Credit Card Calculator
Quick answer
Enter balance, APR, payment (minimum or fixed). Long horizons explode interest—compare to fixed installment alternatives.
For a related estimate, see Apr Calculator.
Explore further: Auto Loan Calculator · Car Loan Calculator
Revolving vs installment
Cards compound on balances that move with spending; installment loans amortize on a fixed schedule.
Explore further: Credit Card Interest Calculator · Credit Card Payoff Calculator
Credit cards revolve: interest accrues on average daily balance, minimums stretch payoff for years. This intent frames minimum-pay traps and the benefit of fixed paydown amounts.
How to use this calculator
- Minimum payment rules: Issuers use formulas—plug actual minimum from statement when possible.
- New purchases: Mixed grace and revolve behaviors change interest—model conservatively.
- Promo APR: 0% windows change payoff—split scenarios if needed.
Real-world examples
- Example: $6k @ 19% paying $200/mo vs minimums—years of difference in payoff (illustrative).
- Sensitivity check: Nudge the rate by about +0.5% and the principal by about −5%. If the payment, break-even, or target amount moves enough to change your decision, you are still on a steep part of the curve where small inputs matter.
Explore further: Debt Avalanche Calculator
What this means
Minimum payments stretch interest costs—fixed paydown amounts change the curve dramatically.
FAQ
Is this a loan commitment?
No.

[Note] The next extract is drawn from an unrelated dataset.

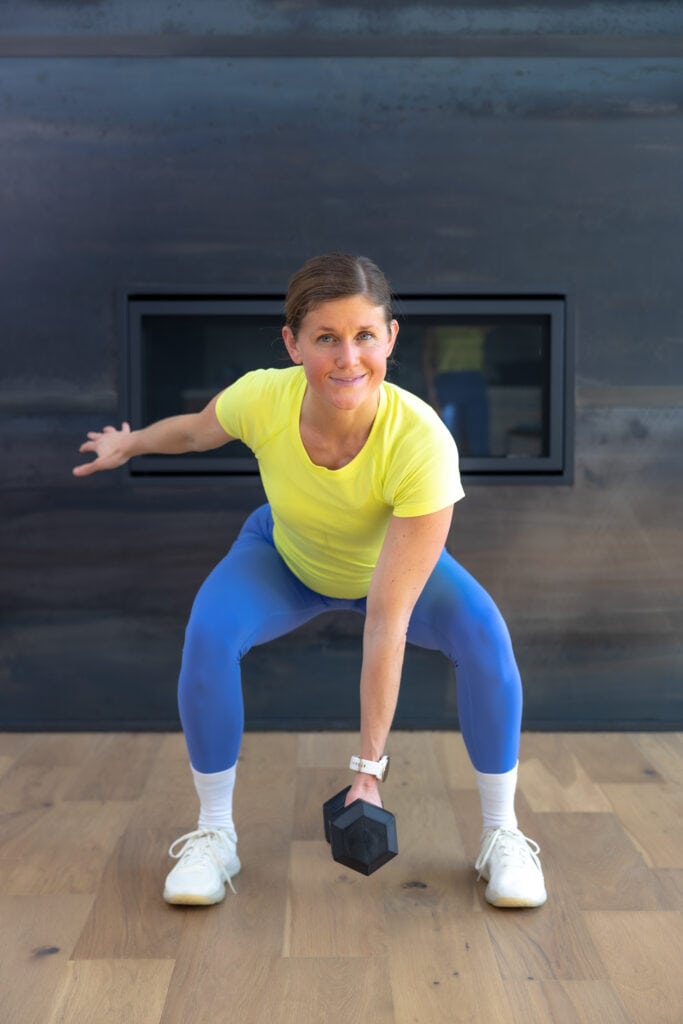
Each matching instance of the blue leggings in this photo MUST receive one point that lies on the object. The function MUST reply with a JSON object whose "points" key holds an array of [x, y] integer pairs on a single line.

Outputs are educational estimates. Final payments, APR, and fees come from your lender’s disclosures.
How accurate is this calculator?
It applies standard math to the inputs you enter. Real lenders, payroll rules, and rounding can differ—use results for planning and comparison, not as binding quotes.
Why might my result differ from another website?
Different assumptions (APR vs note rate, day-count, tax year, rounding mode, or unit definitions) shift outputs slightly. Align inputs with the same definitions when you compare.